Assume you evaluate the expression john-eyes(tree1, "green"). At the point where the function is called on the person named Carter, what do the program dictionary and memory look like?

Answer

Prog Dict             Memory
-----------------------------------------------
 john-eyes -> func
 tree1 -> loc 1005    loc 1001 -> person(Carter, "brown", unknown, unknown)                            
                      loc 1002 -> person(Bluno, "blue", unknown, loc 1001)
                      loc 1003 -> person(Miekie, "green", unknown, unknown)
                      loc 1004 -> person(Josiah, "blue", loc 1003, unknown)
                      loc 1005 -> person(Bearna, "brown", loc 1002, loc 1004)
***************
t -> loc 1005 
c -> "green"
***************
t -> loc 1002                
c -> "green"
***************
t -> loc 1001                
c -> "green"

The asterisks mark off the local areas of dictionary for the respective recursive calls to john-eyes. As each call finishes, the local dictionary will be erased and the previous one will get restored.
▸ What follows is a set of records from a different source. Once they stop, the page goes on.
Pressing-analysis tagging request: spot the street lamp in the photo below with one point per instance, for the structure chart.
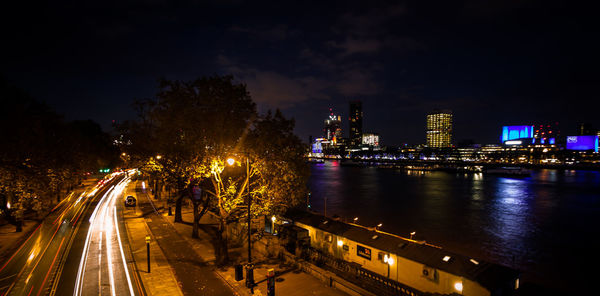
(273, 219)
(389, 261)
(249, 271)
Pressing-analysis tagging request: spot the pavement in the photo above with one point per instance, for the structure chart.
(193, 274)
(34, 267)
(290, 281)
(161, 278)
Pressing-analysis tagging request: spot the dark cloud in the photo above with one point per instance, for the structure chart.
(492, 62)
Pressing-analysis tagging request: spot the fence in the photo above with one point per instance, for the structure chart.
(359, 276)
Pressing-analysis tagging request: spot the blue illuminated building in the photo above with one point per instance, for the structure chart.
(582, 143)
(513, 132)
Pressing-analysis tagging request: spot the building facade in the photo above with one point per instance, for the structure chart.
(417, 264)
(333, 127)
(439, 129)
(355, 123)
(547, 133)
(370, 140)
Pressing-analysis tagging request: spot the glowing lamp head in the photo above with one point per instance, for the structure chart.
(230, 161)
(458, 286)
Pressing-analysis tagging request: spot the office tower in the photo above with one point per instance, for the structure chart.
(546, 133)
(370, 139)
(355, 123)
(439, 129)
(585, 129)
(333, 127)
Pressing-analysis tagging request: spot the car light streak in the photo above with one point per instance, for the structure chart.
(123, 254)
(82, 263)
(105, 227)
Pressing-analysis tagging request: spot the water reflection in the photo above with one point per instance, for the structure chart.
(509, 210)
(515, 222)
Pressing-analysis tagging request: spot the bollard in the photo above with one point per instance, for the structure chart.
(148, 251)
(271, 282)
(239, 272)
(250, 277)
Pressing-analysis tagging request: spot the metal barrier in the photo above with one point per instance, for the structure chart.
(364, 278)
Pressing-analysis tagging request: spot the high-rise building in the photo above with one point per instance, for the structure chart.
(439, 129)
(355, 123)
(333, 127)
(547, 133)
(370, 139)
(586, 129)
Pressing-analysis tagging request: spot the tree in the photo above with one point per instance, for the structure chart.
(271, 171)
(40, 154)
(195, 126)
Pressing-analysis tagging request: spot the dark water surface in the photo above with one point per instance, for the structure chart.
(545, 225)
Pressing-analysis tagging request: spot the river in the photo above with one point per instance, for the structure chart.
(544, 225)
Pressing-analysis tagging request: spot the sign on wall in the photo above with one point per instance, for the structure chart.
(363, 252)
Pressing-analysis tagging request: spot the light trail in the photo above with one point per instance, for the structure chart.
(104, 236)
(123, 254)
(82, 263)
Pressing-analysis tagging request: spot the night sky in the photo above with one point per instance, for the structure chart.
(502, 62)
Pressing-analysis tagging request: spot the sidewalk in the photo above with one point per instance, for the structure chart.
(10, 240)
(160, 280)
(289, 281)
(193, 275)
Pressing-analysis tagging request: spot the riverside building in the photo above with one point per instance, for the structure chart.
(439, 129)
(411, 266)
(355, 123)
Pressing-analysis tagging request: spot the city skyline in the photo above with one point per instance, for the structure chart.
(401, 60)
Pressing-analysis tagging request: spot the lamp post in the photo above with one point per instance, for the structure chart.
(249, 270)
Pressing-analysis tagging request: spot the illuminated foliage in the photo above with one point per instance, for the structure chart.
(196, 126)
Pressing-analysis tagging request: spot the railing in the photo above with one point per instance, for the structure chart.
(364, 278)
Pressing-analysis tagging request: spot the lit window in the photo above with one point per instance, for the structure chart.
(458, 286)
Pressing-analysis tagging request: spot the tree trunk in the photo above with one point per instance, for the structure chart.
(221, 252)
(178, 201)
(196, 220)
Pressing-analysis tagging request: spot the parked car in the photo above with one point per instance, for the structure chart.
(130, 201)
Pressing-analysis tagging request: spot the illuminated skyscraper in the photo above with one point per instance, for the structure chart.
(355, 123)
(546, 133)
(439, 129)
(333, 127)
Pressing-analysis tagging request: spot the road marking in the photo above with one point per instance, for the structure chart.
(51, 265)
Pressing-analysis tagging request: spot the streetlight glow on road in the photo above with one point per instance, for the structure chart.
(230, 161)
(104, 231)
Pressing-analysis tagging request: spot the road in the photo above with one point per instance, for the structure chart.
(82, 239)
(32, 268)
(104, 269)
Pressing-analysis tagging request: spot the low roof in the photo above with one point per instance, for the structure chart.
(487, 274)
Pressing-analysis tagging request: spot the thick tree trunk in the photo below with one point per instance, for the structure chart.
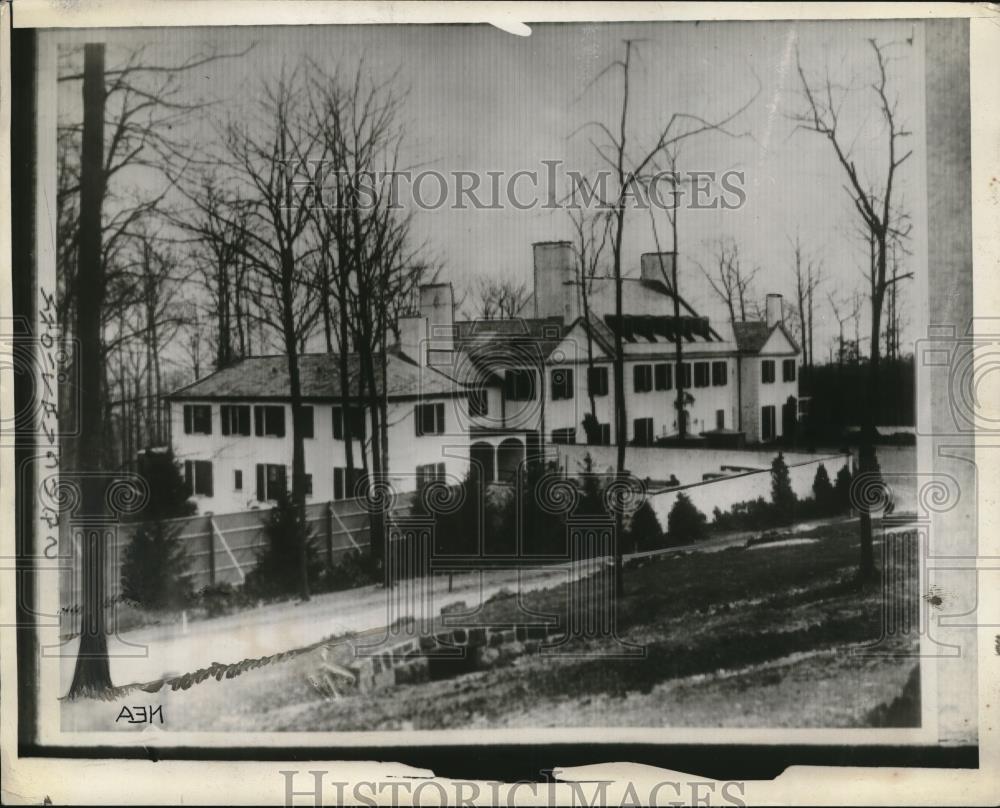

Note that memory does not change once the initial tree is set up. Only the dictionary changes.

This dictionary did not include all the names for the fields of the current person. You can include those or not (if not, the names reference position in the person objects in memory).

Someone is trying to write a program to return the longest name in an ancestor tree (or one of the longest in case of a tie). So far, they have the following code:

fun longest-name(t :: AncTree) -> String:
  doc: "produce the longest name in the given tree"
  cases (AncTree) t:
    | unknown => "none"
    | person(n, e, m, f) => 
      if string-length(longest-name(m)) > string-length(longest-name(f)):
        longest-name(m)
      else: 
        longest-name(f)
      end
  end
end

Without running the code (either in a computer or manually), does anything look suspicious, or do you expect this to work?

Answer

returning “none” in the unknown case is suspicious – what if everyone in the tree had names shorter than 4 characters?
the program never works with the length of the name n of the current person.
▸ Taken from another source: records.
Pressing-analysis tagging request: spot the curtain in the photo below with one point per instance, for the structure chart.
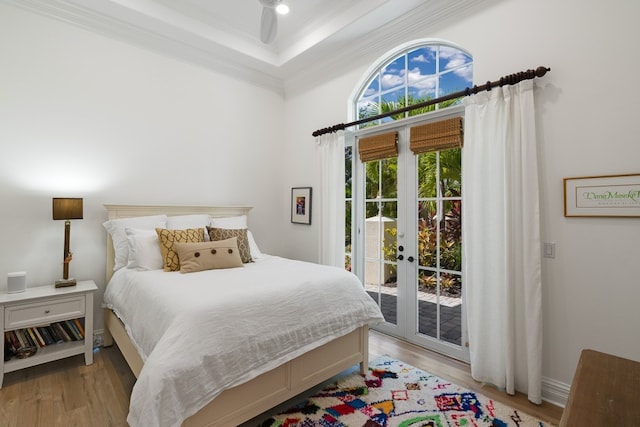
(501, 239)
(331, 157)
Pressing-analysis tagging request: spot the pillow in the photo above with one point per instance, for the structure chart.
(182, 222)
(208, 255)
(241, 234)
(116, 228)
(168, 237)
(144, 249)
(230, 222)
(256, 253)
(234, 223)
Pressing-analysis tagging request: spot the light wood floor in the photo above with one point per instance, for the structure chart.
(68, 393)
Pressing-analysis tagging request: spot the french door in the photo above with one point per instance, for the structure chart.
(407, 240)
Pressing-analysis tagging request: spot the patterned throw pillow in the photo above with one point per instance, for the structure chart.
(240, 233)
(208, 255)
(167, 238)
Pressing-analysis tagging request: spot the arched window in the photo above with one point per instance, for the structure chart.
(403, 193)
(413, 73)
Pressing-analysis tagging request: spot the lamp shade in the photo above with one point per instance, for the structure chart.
(67, 208)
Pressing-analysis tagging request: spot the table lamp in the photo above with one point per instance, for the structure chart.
(66, 209)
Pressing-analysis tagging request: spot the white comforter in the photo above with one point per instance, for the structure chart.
(200, 333)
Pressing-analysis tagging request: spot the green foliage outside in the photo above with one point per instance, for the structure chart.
(381, 184)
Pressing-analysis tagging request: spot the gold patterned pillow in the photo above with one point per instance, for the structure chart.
(167, 238)
(240, 233)
(208, 255)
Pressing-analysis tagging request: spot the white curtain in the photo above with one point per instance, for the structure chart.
(502, 239)
(331, 158)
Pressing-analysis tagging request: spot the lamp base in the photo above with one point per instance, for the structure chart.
(62, 283)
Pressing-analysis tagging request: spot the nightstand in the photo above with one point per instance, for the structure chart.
(42, 306)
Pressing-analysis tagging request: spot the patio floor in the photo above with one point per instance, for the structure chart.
(450, 313)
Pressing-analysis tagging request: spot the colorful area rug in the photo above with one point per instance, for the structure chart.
(394, 393)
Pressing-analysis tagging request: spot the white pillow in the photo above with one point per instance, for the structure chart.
(253, 246)
(144, 249)
(183, 222)
(116, 227)
(235, 223)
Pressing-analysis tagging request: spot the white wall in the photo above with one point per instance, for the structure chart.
(85, 116)
(591, 289)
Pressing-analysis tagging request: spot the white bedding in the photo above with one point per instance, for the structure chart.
(200, 333)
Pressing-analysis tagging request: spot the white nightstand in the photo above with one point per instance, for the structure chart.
(44, 305)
For each thing that looks suspicious, can you draw an example tree for which the code would produce the wrong answer due to what you observed?

Answer

For the first case, have a tree in which all names were shorter than 4 characters
For the second case, have a tree with one person and two unknown parents

Fix the code to produce the right answer

Answer

fun longest-name(t :: AncTree) -> String:
  doc: "produce the longest name in the given tree"
  cases (AncTree) t:
    | unknown => "none"
    | person(n, e, m, f) => 
      if string-length(longest-name(m)) > string-length(longest-name(f)):
        if string-length(longest-name(m)) > string-length(n):
          longest-name(m)
        else:
          n
        end
      else: 
        if string-length(longest-name(f)) > string-length(n):
          longest-name(f)
        else:
          n
        end
      end
  end
end

Side note: If you think the nested ifs look messy (which they are), you could write a helper function that returns the longer of two strings, then use that twice, as in:

longer(str1, longer(str2, str3))

Comment on the run-time performance of your code. Do you see any work/computation/expressions that could be eliminated to make the code do fewer computations? If so, how would you change the code to avoid the extra work?

Answer
Ideally, the code would run longest-name only once on each of the mother and father, as follows:

fun longest-name2(t :: AncTree) -> String:
  doc: "produce the longest name in the given tree"
  cases (AncTree) t:
    | unknown => "none"
    | person(n, e, m, f) => 
      mlong = longest-name2(m)
      flong = longest-name2(f)
      if string-length(mlong) > string-length(flong):
        if string-length(mlong) > string-length(n):
          mlong
        else:
          n
        end
      else: 
        if string-length(flong) > string-length(n):
          flong
        else:
          n
        end
      end
  end
end

You could similarly name the string-lengths of the various strings, but the recursive calls are more expensive and hence more of an issue.